Los dos habían perdido conciencia del tiempo y del lugar. Sentían la vaga impresión de encontrarse en una muy avanzada noche de invierno. Aquellas bujías, que se consumían en la tibieza soñolienta de la habitación, les hacían creer que habían velado durante horas. Pero no sabían dónde. A su alrededor se extendía un desierto: ni un ruido ni una voz humana, como un mar negro en el que rugía la tempestad. Se sentían fuera de este mundo, a mil leguas de la tierra. Y este olvido del lugar que los ataba a los seres y a las cosas era tan absoluto, que les parecía como si estuvieran naciendo allí, en aquel preciso momento, y que tenían que morir allí, dentro de un instante, en cuanto uno se lanzara a los brazos del otro.
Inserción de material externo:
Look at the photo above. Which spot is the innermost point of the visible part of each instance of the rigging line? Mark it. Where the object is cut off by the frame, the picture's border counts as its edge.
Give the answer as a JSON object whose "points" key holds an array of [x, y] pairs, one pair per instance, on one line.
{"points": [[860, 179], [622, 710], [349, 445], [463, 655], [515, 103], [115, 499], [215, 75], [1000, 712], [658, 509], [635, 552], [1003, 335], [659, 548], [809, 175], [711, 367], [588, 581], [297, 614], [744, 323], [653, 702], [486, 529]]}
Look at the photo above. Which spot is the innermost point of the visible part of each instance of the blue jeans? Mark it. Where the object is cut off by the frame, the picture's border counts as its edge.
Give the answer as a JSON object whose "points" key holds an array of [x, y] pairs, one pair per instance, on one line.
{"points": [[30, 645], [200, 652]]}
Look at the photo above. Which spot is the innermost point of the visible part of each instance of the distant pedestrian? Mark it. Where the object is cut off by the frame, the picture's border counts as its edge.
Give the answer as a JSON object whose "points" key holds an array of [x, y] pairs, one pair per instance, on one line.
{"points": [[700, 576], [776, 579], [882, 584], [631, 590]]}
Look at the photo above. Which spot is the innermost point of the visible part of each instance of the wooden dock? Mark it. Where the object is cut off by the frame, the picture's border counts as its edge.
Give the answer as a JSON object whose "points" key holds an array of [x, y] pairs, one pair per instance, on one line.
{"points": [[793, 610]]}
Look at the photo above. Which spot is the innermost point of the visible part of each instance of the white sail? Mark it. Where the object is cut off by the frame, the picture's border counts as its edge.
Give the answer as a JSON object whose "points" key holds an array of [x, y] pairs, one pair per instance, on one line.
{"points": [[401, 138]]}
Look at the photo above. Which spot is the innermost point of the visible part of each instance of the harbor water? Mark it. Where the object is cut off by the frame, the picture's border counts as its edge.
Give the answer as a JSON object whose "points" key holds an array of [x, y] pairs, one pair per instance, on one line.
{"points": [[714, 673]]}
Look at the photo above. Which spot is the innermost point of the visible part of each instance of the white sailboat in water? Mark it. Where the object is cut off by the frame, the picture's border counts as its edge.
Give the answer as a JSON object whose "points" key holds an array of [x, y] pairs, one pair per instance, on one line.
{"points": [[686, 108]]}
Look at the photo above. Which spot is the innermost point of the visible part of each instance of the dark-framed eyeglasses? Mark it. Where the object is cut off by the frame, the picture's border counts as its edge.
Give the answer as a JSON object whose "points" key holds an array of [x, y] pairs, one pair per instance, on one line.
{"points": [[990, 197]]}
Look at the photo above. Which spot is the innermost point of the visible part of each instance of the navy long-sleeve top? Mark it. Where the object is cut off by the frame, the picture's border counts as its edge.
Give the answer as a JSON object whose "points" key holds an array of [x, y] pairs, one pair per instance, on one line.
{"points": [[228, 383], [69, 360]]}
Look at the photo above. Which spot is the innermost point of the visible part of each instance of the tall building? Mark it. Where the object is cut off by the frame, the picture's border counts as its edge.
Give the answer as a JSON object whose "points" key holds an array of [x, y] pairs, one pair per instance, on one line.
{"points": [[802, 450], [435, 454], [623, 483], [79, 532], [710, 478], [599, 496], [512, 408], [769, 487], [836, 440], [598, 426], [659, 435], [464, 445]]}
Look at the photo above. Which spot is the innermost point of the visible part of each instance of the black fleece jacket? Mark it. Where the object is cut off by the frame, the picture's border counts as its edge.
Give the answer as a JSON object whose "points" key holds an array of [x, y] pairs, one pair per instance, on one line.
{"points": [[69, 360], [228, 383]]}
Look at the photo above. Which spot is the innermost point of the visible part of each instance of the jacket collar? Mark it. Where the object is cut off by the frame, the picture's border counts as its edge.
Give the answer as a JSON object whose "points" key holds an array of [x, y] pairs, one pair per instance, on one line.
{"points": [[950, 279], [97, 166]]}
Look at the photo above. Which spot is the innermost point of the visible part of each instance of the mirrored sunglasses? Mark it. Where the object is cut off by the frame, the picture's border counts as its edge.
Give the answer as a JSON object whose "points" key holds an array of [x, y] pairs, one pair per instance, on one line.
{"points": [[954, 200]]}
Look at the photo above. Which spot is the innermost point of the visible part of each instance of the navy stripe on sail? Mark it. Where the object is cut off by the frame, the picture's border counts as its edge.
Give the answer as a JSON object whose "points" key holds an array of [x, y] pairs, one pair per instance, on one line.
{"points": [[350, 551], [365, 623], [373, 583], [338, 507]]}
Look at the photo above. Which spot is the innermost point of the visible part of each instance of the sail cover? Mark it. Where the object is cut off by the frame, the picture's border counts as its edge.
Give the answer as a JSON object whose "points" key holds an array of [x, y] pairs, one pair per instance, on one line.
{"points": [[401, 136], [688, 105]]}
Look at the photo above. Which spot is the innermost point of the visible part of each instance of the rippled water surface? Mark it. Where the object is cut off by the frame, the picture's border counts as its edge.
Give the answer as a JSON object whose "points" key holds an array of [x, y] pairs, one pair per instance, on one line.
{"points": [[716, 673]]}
Ni siquiera encontraban las palabras. Las palabras no expresaban sus sentimientos. Tal vez se habían conocido fuera de allí, pero ese viejo encuentro no importaba. Únicamente el minuto presente importaba, y lo vivían lentamente, sin hablar de su amor, habituados uno al otro como después de diez años de matrimonio.
—¿Sientes calor?
—¡Oh sí! Muchas gracias.
Una inquietud la obligó a inclinarse. Murmuró:
—Mis zapatos no van a secarse nunca.
Él la tranquilizó; cogió las pequeñas zapatillas y las apoyó en los morillos diciendo en voz baja:
—Así es seguro que se secarán.
Él se volvió, besó sus pies una vez más y ascendió hasta la cintura. Las brasas que llenaban la chimenea los estaban quemando. Ella no hizo la menor protesta ante aquellas manos titubeantes que el deseo extraviaba de nuevo. En el desvanecimiento de todo cuanto la rodeaba, de lo que era ella misma, únicamente persistía el recuerdo de su juventud: una habitación en la que hacía un calor igualmente fuerte, un gran hornillo con las planchas puestas sobre el que se inclinaba; y recordaba que entonces había sentido un aniquilamiento igual, que esto no era más dulce, que los besos con que Enrique la cubría no le procuraban una muerte lenta más voluptuosa. Cuando, de pronto, él la cogió entre sus brazos para llevarla a la alcoba, sintió, no obstante, una última angustia. Le parecía que alguien había gritado, creía que había olvidado a alguien que estaba sollozando en la sombra. Pero esto fue sólo un estremecimiento; miró alrededor de la habitación y no vio a nadie. Esta habitación le era desconocida, ningún objeto le habló. Un chaparrón más intenso caía con un clamor prolongado. Entonces como acometida por una necesidad de dormir, se abatió sobre el hombro de Enrique y se dejó llevar. Tras ellos, la otra cortina se desprendió de su abrazadera.
Cuando Hélène volvió, con los pies desnudos, a buscar sus zapatillas ante el fuego que se apagaba, pensó que nunca se habían amado menos que aquel día.